In summary, the line -6x + 5y - 1 = 0 does not have a single point that is closest to the point (-4, 1). Instead, the entire line is equidistant from the point (-4, 1).
To find the point on the line -6x + 5y - 1 = 0 that is closest to the point (-4, 1), we need to use the concept of perpendicular distance between a point and a line.
Step 1: Write the equation of the given line in slope-intercept form (y = mx + c).
-6x + 5y - 1 = 0
Rearrange it:
5y = 6x + 1
Divide both sides by 5:
y = (6/5)x + 1/5
The equation of the line is now in slope-intercept form.
Step 2: Find the slope of the line. Comparing the equation with y = mx + c, we can see that the coefficient of x (m) is 6/5. Therefore, the slope of the line is 6/5.

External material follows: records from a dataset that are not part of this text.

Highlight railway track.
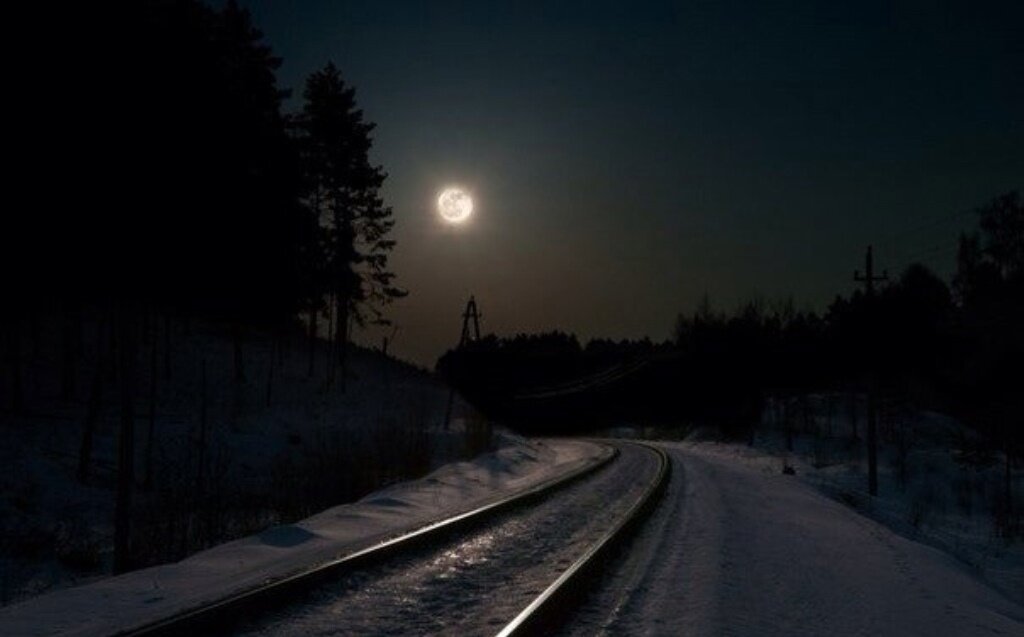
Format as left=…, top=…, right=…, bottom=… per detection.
left=122, top=442, right=671, bottom=637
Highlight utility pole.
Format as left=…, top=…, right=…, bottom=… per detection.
left=459, top=295, right=480, bottom=347
left=444, top=295, right=480, bottom=430
left=853, top=246, right=889, bottom=496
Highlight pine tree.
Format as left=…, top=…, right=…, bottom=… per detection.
left=296, top=63, right=406, bottom=387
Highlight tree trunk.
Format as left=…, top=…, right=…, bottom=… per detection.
left=114, top=305, right=135, bottom=574
left=78, top=368, right=103, bottom=484
left=266, top=339, right=279, bottom=408
left=7, top=309, right=25, bottom=414
left=142, top=331, right=158, bottom=491
left=60, top=299, right=76, bottom=402
left=164, top=312, right=171, bottom=380
left=336, top=300, right=349, bottom=393
left=306, top=304, right=316, bottom=378
left=231, top=323, right=246, bottom=383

Step 3: Find the perpendicular slope. The perpendicular slope is the negative reciprocal of the given slope. So, the perpendicular slope is -5/6.
Step 4: Find the equation of the line passing through the point (-4, 1) with the perpendicular slope of -5/6. Using the point-slope form of a line:
(y - y1) = m(x - x1)
where (x1, y1) is the given point and m is the perpendicular slope.
Substitute the values:
(y - 1) = (-5/6)(x - (-4))
Simplify:
(y - 1) = (-5/6)(x + 4)
(y - 1) = (-5/6)x - 20/6
(y - 1) = (-5/6)x - 10/3
Multiply both sides by 6 to get rid of the fractions:
6(y - 1) = -5x - 20/3
6y - 6 = -5x - 20/3
6y = -5x + 20/3 - 6
6y = -5x - 2/3
Divide both sides by 6:
y = (-5/6)x - 1/3
The equation of the line passing through (-4, 1) with a perpendicular slope is now in slope-intercept form.

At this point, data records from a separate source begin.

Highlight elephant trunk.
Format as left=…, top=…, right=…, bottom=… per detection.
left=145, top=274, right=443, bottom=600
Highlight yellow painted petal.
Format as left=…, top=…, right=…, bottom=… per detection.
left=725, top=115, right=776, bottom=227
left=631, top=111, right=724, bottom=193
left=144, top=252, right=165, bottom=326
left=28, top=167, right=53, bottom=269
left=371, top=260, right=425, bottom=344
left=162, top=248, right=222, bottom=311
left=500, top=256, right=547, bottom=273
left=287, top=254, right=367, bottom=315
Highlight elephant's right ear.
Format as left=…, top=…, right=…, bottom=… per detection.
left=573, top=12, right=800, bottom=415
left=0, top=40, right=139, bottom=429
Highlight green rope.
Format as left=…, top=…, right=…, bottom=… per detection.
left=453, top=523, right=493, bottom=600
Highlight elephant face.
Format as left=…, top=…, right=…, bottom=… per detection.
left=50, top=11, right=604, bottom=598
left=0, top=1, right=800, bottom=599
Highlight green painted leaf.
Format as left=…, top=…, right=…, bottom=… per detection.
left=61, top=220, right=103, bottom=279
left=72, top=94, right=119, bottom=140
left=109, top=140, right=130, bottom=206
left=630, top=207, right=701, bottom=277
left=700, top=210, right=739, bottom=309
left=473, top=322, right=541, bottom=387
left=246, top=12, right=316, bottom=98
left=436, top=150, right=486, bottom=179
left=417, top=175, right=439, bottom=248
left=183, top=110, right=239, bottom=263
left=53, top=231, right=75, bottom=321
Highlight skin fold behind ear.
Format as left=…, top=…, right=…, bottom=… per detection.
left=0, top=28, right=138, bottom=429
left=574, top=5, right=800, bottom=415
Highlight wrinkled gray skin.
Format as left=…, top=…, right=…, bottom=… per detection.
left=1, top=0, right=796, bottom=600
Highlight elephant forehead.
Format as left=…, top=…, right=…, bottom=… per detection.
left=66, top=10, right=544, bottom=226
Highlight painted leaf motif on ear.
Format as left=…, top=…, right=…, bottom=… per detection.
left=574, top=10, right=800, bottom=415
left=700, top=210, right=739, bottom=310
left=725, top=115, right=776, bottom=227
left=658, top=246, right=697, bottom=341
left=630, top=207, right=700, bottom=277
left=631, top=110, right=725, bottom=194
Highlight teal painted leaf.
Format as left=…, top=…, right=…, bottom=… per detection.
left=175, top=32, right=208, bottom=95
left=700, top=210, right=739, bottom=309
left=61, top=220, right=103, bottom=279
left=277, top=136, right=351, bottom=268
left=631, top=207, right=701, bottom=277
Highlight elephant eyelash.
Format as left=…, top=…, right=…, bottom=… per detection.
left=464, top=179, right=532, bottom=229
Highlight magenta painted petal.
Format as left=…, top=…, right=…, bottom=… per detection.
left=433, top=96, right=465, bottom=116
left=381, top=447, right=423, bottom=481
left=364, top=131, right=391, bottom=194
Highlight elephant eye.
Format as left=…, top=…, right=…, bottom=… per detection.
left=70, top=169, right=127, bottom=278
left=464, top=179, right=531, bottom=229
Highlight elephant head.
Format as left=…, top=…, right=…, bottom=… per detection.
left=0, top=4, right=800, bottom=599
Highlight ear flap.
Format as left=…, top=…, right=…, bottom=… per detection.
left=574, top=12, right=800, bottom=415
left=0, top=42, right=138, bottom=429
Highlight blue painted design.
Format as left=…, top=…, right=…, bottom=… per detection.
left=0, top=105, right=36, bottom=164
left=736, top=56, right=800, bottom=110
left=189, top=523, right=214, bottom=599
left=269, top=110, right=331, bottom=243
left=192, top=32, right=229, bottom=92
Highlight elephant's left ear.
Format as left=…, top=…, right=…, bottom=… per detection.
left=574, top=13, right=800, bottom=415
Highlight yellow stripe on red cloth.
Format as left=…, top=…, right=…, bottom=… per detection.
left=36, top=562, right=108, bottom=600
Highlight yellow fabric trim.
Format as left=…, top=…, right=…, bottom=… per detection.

Step 5: Solve the system of equations. We need to find the point of intersection between the two lines: the original line (-6x + 5y - 1 = 0) and the line passing through (-4, 1) with the perpendicular slope (-5/6).
Setting the two equations equal to each other and solving for x:
(6/5)x + 1/5 = (-5/6)x - 1/3
Multiply both sides by 30 to get rid of the fractions:
6(6x) + 6(1) = 5(-5x) - 5(1)
36x + 6 = -25x - 5
Add 25x to both sides and add 6 to both sides:
61x + 6 = -5
61x = -5 - 6
61x = -11
Divide both sides by 61:
x = -11/61
Substitute the value of x back into either equation to solve for y:
y = (-5/6)x - 1/3
y = (-5/6)(-11/61) - 1/3
y = 55/366 - 122/366
y = -67/366
Step 6: Calculate the point on the line closest to (-4, 1). The point will have coordinates (x, y), where x = -11/61 and y = -67/366.
Therefore, the point on the line -6x + 5y - 1 = 0 closest to the point (-4, 1) is approximately (-11/61, -67/366).